By DAVID FIRESTONE
31 May 2010
New York Times
Few members of the Tea Party have endorsed Rand Paul’s misgivings about the Civil Rights Act of 1964, but a surprising number are calling for the repeal of an older piece of transformative legislation: the 17th Amendment. If you don’t have the Constitution on your smartphone, that’s the one adopted in 1913 that provides for direct popular election of United States senators.
Allowing Americans to choose their own senators seems so obvious that it is hard to remember that the nation’s founders didn’t really trust voters with the job. The people were given the right to elect House members. But senators were supposed to be a check on popular rowdiness and factionalism. They were appointed by state legislatures, filled with men of property and stature.
A modern appreciation of democracy — not to mention a clear-eyed appraisal of today’s dysfunctional state legislatures — should make the idea unthinkable. But many Tea Party members and their political candidates are thinking it anyway, convinced that returning to the pre-17th Amendment system would reduce the power of the federal government and enhance state rights.
Senate candidates have to raise so much money to run that they become beholden to special interests, party members say. They argue that state legislators would not be as compromised and would choose senators who truly put their state’s needs first.

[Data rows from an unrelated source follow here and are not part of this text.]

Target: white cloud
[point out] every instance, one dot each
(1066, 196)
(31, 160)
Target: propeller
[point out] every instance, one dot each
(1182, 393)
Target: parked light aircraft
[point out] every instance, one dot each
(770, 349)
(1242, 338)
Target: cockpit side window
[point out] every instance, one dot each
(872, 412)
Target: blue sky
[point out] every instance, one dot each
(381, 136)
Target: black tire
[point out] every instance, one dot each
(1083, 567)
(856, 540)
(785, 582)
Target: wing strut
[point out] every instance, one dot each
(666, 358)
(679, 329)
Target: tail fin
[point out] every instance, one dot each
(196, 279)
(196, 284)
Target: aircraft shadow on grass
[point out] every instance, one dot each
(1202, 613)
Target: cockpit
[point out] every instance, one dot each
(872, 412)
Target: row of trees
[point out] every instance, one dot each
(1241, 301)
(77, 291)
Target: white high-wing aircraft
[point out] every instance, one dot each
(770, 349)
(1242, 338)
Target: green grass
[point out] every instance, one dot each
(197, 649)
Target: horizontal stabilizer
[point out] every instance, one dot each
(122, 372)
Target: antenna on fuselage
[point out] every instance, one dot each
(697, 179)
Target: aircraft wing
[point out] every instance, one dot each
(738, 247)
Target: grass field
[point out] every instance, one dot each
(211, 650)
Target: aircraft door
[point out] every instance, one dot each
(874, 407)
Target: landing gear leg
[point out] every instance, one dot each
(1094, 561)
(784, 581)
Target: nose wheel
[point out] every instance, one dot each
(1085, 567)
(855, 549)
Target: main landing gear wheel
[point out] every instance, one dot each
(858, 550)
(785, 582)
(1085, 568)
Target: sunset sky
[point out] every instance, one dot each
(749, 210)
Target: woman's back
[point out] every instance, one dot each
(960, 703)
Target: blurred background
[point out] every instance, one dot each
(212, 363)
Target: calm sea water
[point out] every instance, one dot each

Around the country, Tea Party affiliates and some candidates have been pressing for repeal — though there also has been a lot of hasty backtracking by politicians once the voters realized the implications. In Idaho, two candidates in last month’s Republican primary for the First District House seat said they favored repeal, including the winner, Raul Labrador. Steve Stivers, the Republican candidate in an Ohio Congressional race, said he wanted to repeal the amendment, until his Democratic opponent, Representative Mary Jo Kilroy, made an issue of it, after which he seemed to back off.
Utah, the only state that refused to ratify the amendment, remains a particular hotbed of prelapsarian sentiment. Tim Bridgewater, who ousted Senator Robert Bennett of Utah as the Republican candidate in that race, blasts the 17th Amendment on his Web site: “We traded senators who represent rights of states for senators who represent the rights of special interest groups.”
The Utah State Senate, which seems to have been fuming at the loss of its power for the last 97 years, approved a bill in March reminding the political parties that they are welcome to consult with legislators when choosing candidates for the United States Senate, especially in regard to their feelings about states’ rights and federalism.
Fortunately, repeal will never happen. Still, there is something bracing in the eccentric quest of these advocates, who may know their constitutional history better than most Americans.
To Madison, Hamilton and most of the other authors of the Constitution, allowing states to appoint the Senate was the linchpin of the entire federalist system and the real reason there are two houses of Congress. It may be true that appointed senators, accountable only to state legislators, would never approve of many useful federal mandates designed to put the national interest above local parochialism — including everything from the minimum wage to the new health care reform law.
Not enough Americans vote. But, fortunately, almost all like the idea that they can, a thoroughly modern sentiment that will confine this elitist notion to the fringes. That means Tea Partiers who are infuriated by the health care law and everything else now going on in Washington can no longer look to James Madison for a bailout. Their best remedy is the one they seem to spurn: a vote at the ballot box.